I think the bus driver lost his job, but in many cases similar to this nobody ever turns to the man and questions him and his violent actions. Many sympathize with him as a matter of fact, or claim both parties were equally wrong. It was very clear that the bus driver did not hit her because of her minor physical/verbal assaults against him–he hit her because she was a woman who dared to get in his face about something. He viewed her as a woman stepping out of her place as an inferior and therefore fair game to the same or greater violence he would use against a man of equal strength. Contrarily, he calls her a “she” who wants to “act like a man” so he will “treat her like one”. So he acknowledges her as someone he views as weaker than him in strength but views her actions toward him as a license to punch her because, according to him, she isn’t acting like a woman should.

As a Black woman, even people of her own race are less likely to her as victim under these circumstances with this kind of thinking.

Many Black women grow up knowing that they had better know how to defend themselves or act out certain acceptable female gender roles/behaviors to appear non-threatening to men even though its possible that men will be violent against them anyway. So its Option A) know how to and be strong enough to take a man down, or Option B) constantly try to behave and appear the way men think you should be to avoid conflict and coincide peacefully.

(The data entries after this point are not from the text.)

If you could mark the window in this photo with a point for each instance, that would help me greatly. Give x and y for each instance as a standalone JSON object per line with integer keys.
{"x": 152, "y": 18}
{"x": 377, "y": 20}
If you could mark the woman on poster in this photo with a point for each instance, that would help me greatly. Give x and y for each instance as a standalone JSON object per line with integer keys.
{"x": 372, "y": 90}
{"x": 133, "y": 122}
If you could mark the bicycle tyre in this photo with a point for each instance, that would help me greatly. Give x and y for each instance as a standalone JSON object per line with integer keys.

Both are used to police Black women’s behavior and expression. Neither will actually protect you against violence in a culture of sexism, racism, and patriarchy. In fact, one asks that you participate in training yourself for violence to survive and the other asks you to be a doormat and robot.

Out of fear, many Black women justify male dominance, sexism, violence by saying that women are naturally physically inferior to men, either by science or creation (biology or the bible).

What’s more sad and infuriating to me is that Black women victim-blame and scapegoat other Black women for the violent actions and betrayals of [Black] men. It is so acceptable for men to be violent for whatever reason they desire or feel inclined to that no one questions it. Men remain invisible culprits in the entire situation, oftentimes never held responsible for their words or actions. That’s how male privilege, sexism, and racism operates.

In my experience, many Black women will say

“I won’t fight/fight back because he is a man”

and they hardly ever say, if ever,

“I won’t fight this person because they’re stronger than me”. They view men as gods and they will blindly praise the idea that a woman deserves whatever she gets in challenging them in any way.